Slice 5 — Full Authoring + Offline Authoring (M4)

F – Functional

  • US-13 refinements + US-15 live collab + US-18 manual localization + US-64 translate productionized + US-66 AI image + US-53 hybrid search.
  • US-92 offline edits + US-93 conflict UI + US-94 offline AI.
  • LTI 1.3 launch + deep-link + AGS.

N – Non-functional

  • Collab update propagation < 200 ms p95.
  • Offline authoring conflict rate < 1 % of offline edit sessions.
  • Hybrid search p95 < 300 ms.

A – AI

  • AI image styles + per-tenant brand profile.
  • AI merge suggestion eval.
  • Translation quality per locale ≥ target.

O – Offline

  • Offline authoring E2E (J-25) green.
  • Pre-upload queued assets + metadata sync.
  • Y.Doc offline merge tests.

S – Security

  • Collab WS auth + per-message ACL.
  • Asset safety pipeline extended to AI image + video.
  • Pen-test #3 closed.
  • SOC 2 Type II attestation received.

T – Multi-tenant

  • Tenant-glossary pinning for AI translation.
  • Collab sessions tenant-scoped.

V – Observability

  • Collab session dashboards.
  • Conflict rate dashboards per tenant.
  • Search NDCG@10 dashboards.

D – Docs

  • Full authoring user guide.
  • LTI 1.3 integration guide.
  • Offline authoring conflict troubleshooting.

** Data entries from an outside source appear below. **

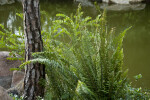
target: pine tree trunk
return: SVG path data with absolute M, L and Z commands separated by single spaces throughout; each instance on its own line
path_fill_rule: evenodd
M 43 42 L 41 37 L 39 0 L 23 0 L 24 33 L 25 33 L 25 59 L 33 59 L 32 52 L 41 52 Z M 45 79 L 44 65 L 29 64 L 25 68 L 24 98 L 36 100 L 37 96 L 44 96 L 44 87 L 39 83 Z

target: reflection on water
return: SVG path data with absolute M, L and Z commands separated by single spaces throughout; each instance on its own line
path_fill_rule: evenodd
M 142 74 L 136 86 L 150 88 L 150 5 L 140 11 L 108 12 L 110 27 L 116 27 L 119 33 L 132 26 L 124 39 L 125 66 L 129 68 L 129 77 Z M 135 84 L 135 81 L 133 82 Z
M 75 13 L 77 3 L 41 2 L 41 10 L 55 19 L 56 13 Z M 85 15 L 95 17 L 97 12 L 93 6 L 83 6 Z M 125 66 L 129 68 L 129 77 L 142 74 L 143 78 L 135 85 L 150 88 L 150 5 L 143 10 L 107 11 L 108 27 L 116 27 L 116 33 L 132 26 L 124 39 Z M 9 28 L 13 33 L 22 27 L 22 19 L 16 13 L 22 12 L 19 3 L 0 6 L 0 24 Z M 46 22 L 45 22 L 46 23 Z M 46 28 L 43 28 L 46 29 Z
M 19 3 L 0 6 L 0 24 L 9 28 L 15 33 L 18 27 L 22 26 L 22 20 L 16 16 L 16 13 L 21 13 L 22 7 Z

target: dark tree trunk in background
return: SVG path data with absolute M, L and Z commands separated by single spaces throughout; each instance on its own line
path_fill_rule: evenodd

Slice 6 — Scale + Advanced Insight + Mobile (M5)

F – Functional

  • US-54–US-55 recs + US-57–59 dashboards + US-75–76 admin insight v2 + US-101 + US-103 sync polish + US-107 residency migration.
  • Mobile native: biometric, widget, background sync.
  • HIPAA tier live.
  • White-label + custom domain.
  • Developer marketplace + SDK v1.

N – Non-functional

  • Residency migration saga executed on production-size fixture with 0 data loss.
  • Mobile native performance budgets met.
  • ISO 27001 control readiness.

A – AI

  • AI insight v2 board summaries eval.
  • Recommendations fairness monitoring live.

O – Offline

  • Mobile background sync tested on iOS + Android.
  • Biometric unlock for bundles.
  • Widget displays next-due compliance correctly offline.

S – Security

  • HIPAA provider allowlist enforced + audit export verified.
  • White-label CSP per tenant; XSS scope isolation verified.
  • ISO 27001 attestation readiness review.

T – Multi-tenant

  • Residency-scoped indices for search + vector.
  • HIPAA tenants isolated to BAA-approved AI providers.

V – Observability

  • Region-level SLO dashboards.
  • Mobile app RUM.
  • AI admin insight freshness + accuracy dashboards.

D – Docs

  • Multi-region administration guide.
  • HIPAA BAA customer guide.
  • Developer SDK docs + sample apps.
  • White-label branding guide.

Slice Release Sign-Off Template

DimensionOwnerSign-offDate
FunctionalPM
Non-FunctionalSRE lead
AIAI Services lead
OfflineSync lead
SecurityCISO / Security lead
Multi-tenantPlatform lead
ObservabilitySRE lead
DocumentationDevEx lead
Slice overallCTO

A slice can only ship when every dimension has a dated sign-off from its named owner.